M. Alexandre de Senarclens (PLR). Le groupe PLR ne pensait pas devoir prendre la parole sur ce sujet, d'autant plus que ça fera l'objet du point 30 de l'ordre du jour, où l'on aura à traiter d'un projet de loi et d'une motion. Le discours de M. Nidegger contient beaucoup de fantasmes, qui ne sont pas en lien avec la réalité. A la commission de l'enseignement, nous avons pu nous pencher sur ce sujet; nous avons auditionné les personnes chargées de la politique de la promotion de la santé, de la prévention et de l'éducation à la vie affective au sein de l'Etat, et je dois avouer que nous avons été très convaincus par le travail qu'elles effectuent pour nos enfants, notamment sur les questions de prévention d'infections sexuellement transmissibles, sur celles de la pornographie et des réseaux sociaux. Des gens nous ont convaincus par leur message nuancé d'à quel point nos enfants ont besoin de cet accompagnement au cours de leur vie, que celui-ci les structure et leur permet d'éviter les dangers que l'on peut trouver en particulier sur les réseaux sociaux, mais plus généralement dans la vie. A ce titre, nous approuvons le rapport du Conseil d'Etat qui, à mon sens, a parfaitement répondu aux craintes des pétitionnaires. Je vous remercie, Madame la présidente.

M. Matthieu Jotterand (S). Le groupe socialiste ne pensait pas non plus prendre la parole sur cet objet, mais il souhaite saluer la posture de responsabilité dont fait preuve le PLR à la réception de ce rapport.

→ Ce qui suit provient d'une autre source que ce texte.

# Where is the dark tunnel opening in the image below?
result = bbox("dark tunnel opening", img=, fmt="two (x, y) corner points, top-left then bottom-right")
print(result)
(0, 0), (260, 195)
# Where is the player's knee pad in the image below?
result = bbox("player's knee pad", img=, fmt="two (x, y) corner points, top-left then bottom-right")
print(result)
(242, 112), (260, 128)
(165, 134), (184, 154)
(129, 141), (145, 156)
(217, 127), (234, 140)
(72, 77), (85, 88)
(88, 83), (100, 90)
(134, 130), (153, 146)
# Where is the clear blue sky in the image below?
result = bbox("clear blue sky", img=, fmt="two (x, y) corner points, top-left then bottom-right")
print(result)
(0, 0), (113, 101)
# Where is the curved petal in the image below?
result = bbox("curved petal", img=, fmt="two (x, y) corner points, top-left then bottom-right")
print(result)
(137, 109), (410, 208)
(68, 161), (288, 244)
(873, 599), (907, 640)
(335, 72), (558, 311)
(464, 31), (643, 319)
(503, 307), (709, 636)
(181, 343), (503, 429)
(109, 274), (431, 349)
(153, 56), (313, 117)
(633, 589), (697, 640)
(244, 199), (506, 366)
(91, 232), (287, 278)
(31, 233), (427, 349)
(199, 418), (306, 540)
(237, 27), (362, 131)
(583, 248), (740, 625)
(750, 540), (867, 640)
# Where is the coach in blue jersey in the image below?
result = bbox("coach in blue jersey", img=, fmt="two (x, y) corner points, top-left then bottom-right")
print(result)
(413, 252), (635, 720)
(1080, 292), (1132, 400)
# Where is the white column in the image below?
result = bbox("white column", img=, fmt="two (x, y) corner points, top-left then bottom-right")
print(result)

Attitude qu'il n'a pas toujours eue ces derniers temps par rapport à ces sujets qui suscitent en effet, comme on l'a souligné, le fantasme total de prétendus lobbys qui voudraient attaquer les enfants. Les propos de M. Nidegger à ce titre-là sont assez déplorables, dans le sens où ils essaient de monter en épingle les craintes d'une partie de la société pour le développement des enfants. Ces craintes sont légitimes, mais elles doivent être calmées et dissipées par l'éducation, par l'explication, par la science, et non par l'obscurantisme prôné par l'UDC dans son intervention.

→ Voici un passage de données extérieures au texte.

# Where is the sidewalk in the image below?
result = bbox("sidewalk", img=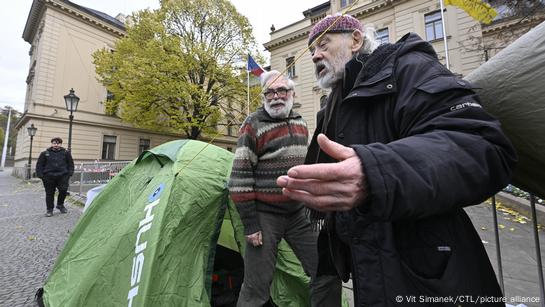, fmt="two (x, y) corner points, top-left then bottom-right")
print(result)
(0, 168), (545, 307)
(466, 203), (545, 306)
(0, 168), (82, 307)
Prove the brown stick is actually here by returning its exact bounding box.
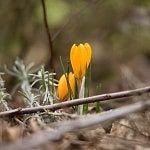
[41,0,54,71]
[1,100,150,150]
[0,86,150,117]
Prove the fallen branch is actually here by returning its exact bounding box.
[0,86,150,117]
[1,100,150,150]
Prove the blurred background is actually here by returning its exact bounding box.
[0,0,150,95]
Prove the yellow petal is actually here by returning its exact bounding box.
[70,44,80,78]
[84,43,92,67]
[57,75,68,100]
[69,72,75,93]
[78,44,87,79]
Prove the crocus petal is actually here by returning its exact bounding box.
[70,44,80,78]
[84,43,92,67]
[70,43,92,80]
[69,72,75,94]
[57,75,68,100]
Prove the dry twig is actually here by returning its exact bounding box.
[1,100,150,150]
[0,86,150,117]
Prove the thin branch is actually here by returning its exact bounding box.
[0,86,150,117]
[41,0,54,70]
[2,100,150,150]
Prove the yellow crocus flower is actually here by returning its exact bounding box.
[57,72,75,101]
[70,43,92,79]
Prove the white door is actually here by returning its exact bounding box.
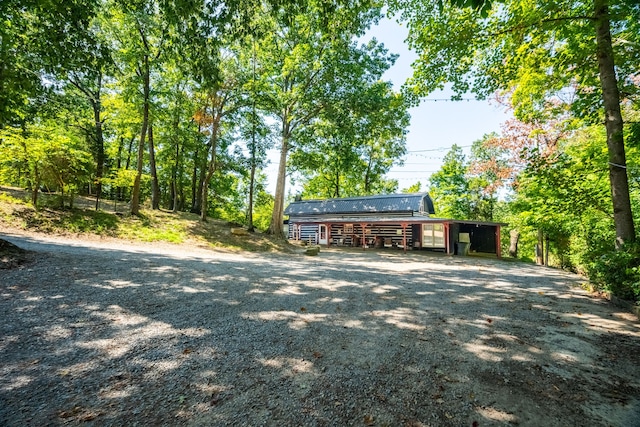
[318,224,329,245]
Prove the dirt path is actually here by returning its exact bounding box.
[0,235,640,427]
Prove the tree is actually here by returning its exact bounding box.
[257,1,378,236]
[392,0,640,246]
[429,144,471,219]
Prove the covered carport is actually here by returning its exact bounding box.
[449,220,502,258]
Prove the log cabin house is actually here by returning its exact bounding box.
[284,193,501,258]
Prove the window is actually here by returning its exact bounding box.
[422,224,444,248]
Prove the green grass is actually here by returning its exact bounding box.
[0,187,292,252]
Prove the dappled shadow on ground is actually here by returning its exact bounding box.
[0,242,640,426]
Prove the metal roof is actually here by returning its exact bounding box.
[284,193,435,216]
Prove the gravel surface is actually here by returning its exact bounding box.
[0,235,640,427]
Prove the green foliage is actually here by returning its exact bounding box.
[587,242,640,302]
[429,144,471,219]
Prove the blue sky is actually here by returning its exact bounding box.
[266,19,510,194]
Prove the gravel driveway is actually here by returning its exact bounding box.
[0,235,640,427]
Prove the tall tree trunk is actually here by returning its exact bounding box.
[131,55,150,216]
[247,150,256,232]
[536,229,544,265]
[149,124,160,210]
[247,39,256,232]
[509,230,520,258]
[200,125,218,222]
[594,0,635,248]
[269,120,289,238]
[91,75,105,210]
[191,145,200,213]
[171,138,180,213]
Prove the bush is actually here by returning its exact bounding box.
[587,242,640,301]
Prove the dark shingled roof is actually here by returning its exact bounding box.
[284,193,435,215]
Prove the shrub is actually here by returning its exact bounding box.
[587,242,640,301]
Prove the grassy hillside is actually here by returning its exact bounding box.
[0,187,290,252]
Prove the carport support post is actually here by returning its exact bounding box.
[400,222,407,254]
[324,224,331,248]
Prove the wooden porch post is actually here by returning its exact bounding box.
[400,222,407,253]
[442,222,451,255]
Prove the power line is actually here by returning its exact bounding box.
[407,145,472,153]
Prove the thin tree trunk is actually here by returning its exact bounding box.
[200,126,218,222]
[269,121,289,238]
[131,55,150,215]
[247,155,256,232]
[247,36,256,232]
[91,75,105,210]
[171,138,180,213]
[509,230,520,258]
[191,145,200,213]
[544,235,549,266]
[149,124,160,210]
[594,0,635,248]
[536,230,544,265]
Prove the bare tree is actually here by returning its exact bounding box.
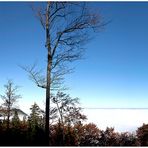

Je rappelle que la suppression de l'éducation affective et/ou sexuelle veut dire très clairement une augmentation des infections sexuellement transmissibles et des violences sexuelles. Il est aussi question d'établir les notions du consentement, de tout ce genre de chose là. Ce fantasme permanent exprimé par M. Nidegger et l'UDC est vraiment susceptible de mettre à mal nos enfants, et il y a là un risque. C'est pour ça qu'aujourd'hui il ne sera heureusement pas suivi, et nous nous en réjouissons.

Mme Anne Hiltpold, conseillère d'Etat. J'interviens brièvement, car je constate que l'on pourra vous donner toutes les réponses que l'on veut, tenter de vous rassurer comme on peut, vous continuerez à croire ce que l'on vous a dit, à savoir que l'Etat serait en train d'instiller le doute chez les enfants en leur demandant de se questionner. C'est faux, ce n'est pas du tout ce qui est écrit dans le rapport. On vous explique ce que l'on fait, mais je crois que finalement, on n'arrivera jamais à vous rassurer. Nous avons besoin de prendre soin de ces enfants, nous avons besoin d'intervenir pour... Il s'agit de cours d'éducation en vie et santé sexuelles et affectives, nous ne sommes pas du tout en train d'instiller le doute.

J'aimerais aussi dire que nous présentons à nos élèves un programme très important, la lutte contre les «fake news», et je pense que vous pourriez vous en inspirer, parce que vous vous fondez sur des éléments qui n'ont jamais été démontrés. (Applaudissements.)

La présidente. Merci, Madame la conseillère d'Etat. Mesdames et Messieurs, nous passons au vote.

Mis aux voix, le renvoi au Conseil d'Etat de son rapport sur la pétition 2210 est rejeté par 70 non contre 14 oui.

Le Grand Conseil prend donc acte du rapport du Conseil d'Etat sur la pétition 2210.